しかたがないので、もうちょっと小さな厚揚げを買った。
「今日はどんなものを買ってもらえるのかな~たのしみだな~」
慶ちゃんがカゴの中でにこにこしながら飛び跳ねている。
次に、新タマネギを二個買う。
これが甘くて味噌汁にするとおいしいんだ。
次は、かにかまぼこっと。
慶ちゃん「……」
それから三度豆ね。
「いいかげんにしろよこらーっ!」
慶ちゃんが怒った。
「しかたないだろ、お使いなんだから」
「でも、ぱぱしゃんはいつもお菓子ばっかり買ってくれるよ、生で食べられないタマネギとか豆とか
買わないよ!」
「そりゃ、おかずをつくらないからだよ。家庭の主婦はおかずをつくらないといけないから、
野菜とかおかずになるものを買うのはあたりまえだろ。」
「でも君は主婦じゃないじゃん!」
「いや、今日はお使いなんだって」
「ぷー!」
慶ちゃんは頬をふくらませた。
しかたがないので、何かやすくて慶ちゃんたちへのお供物になるものを探す。
すると、お菓子売り場に売れ残りのお菓子が半額のブルーケースに入れてあった。
その中に二つの液体を混ぜて練ると生キャラメルになるという「ねりキャラ」というものが
入っていた。ものすごううすっぺらい袋に入っている。
とても子供だましくさいお菓子だった。こりゃ売れ残るわ、と思ってみていると
慶ちゃんがそれに目をつけた。
『これ、すごいよね!これ、きっと買ってくれるよね!やさしいから買ってくれるよね」
目を輝かして慶ちゃんが言う。
「ほしいの?」
私がたずねると慶ちゃんは一生懸命首を縦にブンブン振った。
その仕草がかわいいので買ってあげた。
「私のは!」
剣ちゃんが出てきて叫ぶ。
その箱の中をみるとリラックマプリッツが入っていた。懐かしいな、昔はよく剣ちゃんに買ってあげてた。
リラックマプリッツは60円でとてもお買い得で剣ちゃんを満足させられる。
それが半額なので30円だ。

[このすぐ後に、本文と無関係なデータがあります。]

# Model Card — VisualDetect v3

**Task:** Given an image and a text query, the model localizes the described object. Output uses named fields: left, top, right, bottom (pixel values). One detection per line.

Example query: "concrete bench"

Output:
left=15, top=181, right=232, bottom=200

剣ちゃんはかわいいのが好きなので、30円でも満足してくれる。
そこに忍ちゃんが出てきて私をやぶにらみする。
「私はそんな子供ダマシにはだまされないわよ」
「はいはい」私はそう言って半額お菓子売り場をあとにした。
パン売り場にレーズンの入ったフランスパンがあったのでそれをカゴに入れる。
忍ちゃんフランスが好きそうだし、100円でリーズナブルだけど納得してくれるだろう。
「はい、レーズンフランスパンね」
私がそう言うと忍ちゃんの眉間にしわがよる。
「なにそれ、馬鹿にしてるの?」
「は?」
わけがわからず私は忍ちゃんを見る。
「これはフランスパンじゃないわ、
パン・トラディスィヨネルじゃない!」
知らんがな。
そこに慶ちゃんが割ってはいる。
「それくらい許してあげなよ、慶タンだって、日本人がボロネーゼをナポリタンスパゲティーって
呼んでることを我慢してあげてるんだよっ!」
なんかまるでイタリア人にでもなったような口ぶりだな。外見みてもイタリアの片鱗もないのに。
てか、ボロネーゼとナポリタンは別の食べ物だよ。
「まったくしょうがないわね、今回だけは許してあげるわ」
忍ちゃんは上から目線でそう言った。
「ねえねえ、ここに森のキリカブっておいしそうなパンがあるよ、これかわないの?」
慶ちゃんが回りくどく催促してくる。
でも、ここで買ったらほかの二柱にも何か買ってあげないといけないので、
「買わない!」と断固として拒否した。
すると慶ちゃんはショボーンとした。
慶ちゃんはこういうとき駄々をこねないので、あまり厳しいことをいうと可哀想になることがある。
その時である。
「ちょっとこっちに来なさい!事件よ!」
忍ちゃんが血相をかえて私に呼びかける。
何事かと思って忍ちゃんについていくと、
キリィクリームチーズが198円で売っていた。
いつもは2380円である。
「買うわよね」
忍ちゃんが断定的に言う。
「買わない」
私は断定的に言い返す。
「そんなことが許されると思っているの!フランスの外交力を侮らないほうがよくってよ」
「うるせ」
私は少し語気をあらげて言った。
「ぬぬぬぬぬう」
忍ちゃんは歯を食いしばって買い物かごの中に入っていった。
どうせ、何もできないのだ。
「大変だよ!」
次は慶ちゃんが叫んだ。
「もう、なんだよ」
「忍ちゃんが思い詰めてカゴの中で切腹してるよ!このままじゃ大変なことになるよ!ほら、
お腹からフランスパンがはみ出してるよ!」
見てみると、忍ちゃんがお腹にレーズンフランスパンを突き立てて切腹のマネをしている。
「おまえ、日本文化馬鹿にしてんのか」
「大変だよ!このままだとフランスパンが全部お腹から出ちゃうよ!」
叫びながら慶ちゃんが走り回る。
忍ちゃんは
「ぬぬぬぬぬ」とうめぎながら切腹のまねごとをつづけている。
なんという連係プレイ。
「ああ、もう、わかったわかった、チーズ買えばいいんだろ」
私はそう言って、キリィクリームチーズと北海道クリームチーズを一つずつカゴに入れた。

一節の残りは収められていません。